Effects of exogenous glucose on cardiac performance in the presence of ryanodine and adrenaline, and at an elevated temperature

Preliminary experiments demonstrated that twitch force in the presence of 5 mmol l−1 glucose or 2 mmol l−1 lactate or pyruvate (N=5) did not differ significantly under aerobic conditions at 0.5 and 1.1 Hz stimulation rates (data not shown). Therefore, subsequent aerobic studies focused on possible effects of exogenous glucose on cardiac performance. In the presence of ryanodine and adrenaline, twitch force was similar in ventricle strips receiving glucose and isomolar mannitol, at both 0.5 and 1.1 Hz (Fig. 1A). With exogenous glucose or mannitol, ryanodine significantly depressed twitch force, not only after 5 min of rest, but also in the presence of adrenaline and at the higher stimulation frequency (Fig. 1A,B). The addition of adrenaline resulted in a twofold increase in force development (positive inotropy) at 15°C.
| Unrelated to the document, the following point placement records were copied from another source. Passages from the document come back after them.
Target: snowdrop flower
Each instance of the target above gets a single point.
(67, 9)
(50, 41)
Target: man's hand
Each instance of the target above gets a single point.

Consistent with studies performed at 15°C, twitch force for ventricle strips at 23°C was comparable with glucose and mannitol under all conditions applied (Fig. 1C). At the warmer temperature, negative effects of ryanodine on twitch force also occurred (Fig. 1C), although ryanodine did not diminish force at the elevated stimulation rate (Fig. 1D). The results suggest that exogenous glucose did not affect contractile performance under aerobic conditions with elevated metabolic demands, in the presence of intact or reduced SR function.

Mixed effects of glucose on contractile performance during severe hypoxia

Ventricle strips did not maintain contractile performance during oxygen limitation (Fig. 2A,B). Force development decreased rapidly or gradually in the presence of exogenous mannitol and glucose, respectively. In the absence of added adrenaline, there was a biphasic response in ventricle strips receiving glucose, whereby twitch force was greater compared with controls for approximately 30 min after the onset of hypoxia, but not during the remainder of the hypoxic period. In fact, twitch force was significantly lower with exogenous glucose at the end of the hypoxic exposure (Fig. 2A). Ten minutes after the onset of hypoxia, the addition of adrenaline increased twitch force to that of baseline values under aerobic conditions after 20 min (Fig. 2B). However, independent of the presence of exogenous glucose, and similar to studies without added adrenaline, twitch force decreased progressively during severe hypoxia. Ventricle strips receiving glucose did maintain twitch force at a higher value compared with mannitol-treated ventricle strips at the end of the exposure to N2. The possibility that degradation of adrenaline limited twitch force production was discounted by the finding that supplemental adrenaline added after 45 min of hypoxia was without effects on force development (data not shown). Furthermore, the adrenaline response did not diminish in similar experiments run with continuous oxygenation instead of hypoxia. In contrast to hypoxic experiments, aerobic controls with added adrenaline displayed limited force decay during the experiment (Fig. 2C).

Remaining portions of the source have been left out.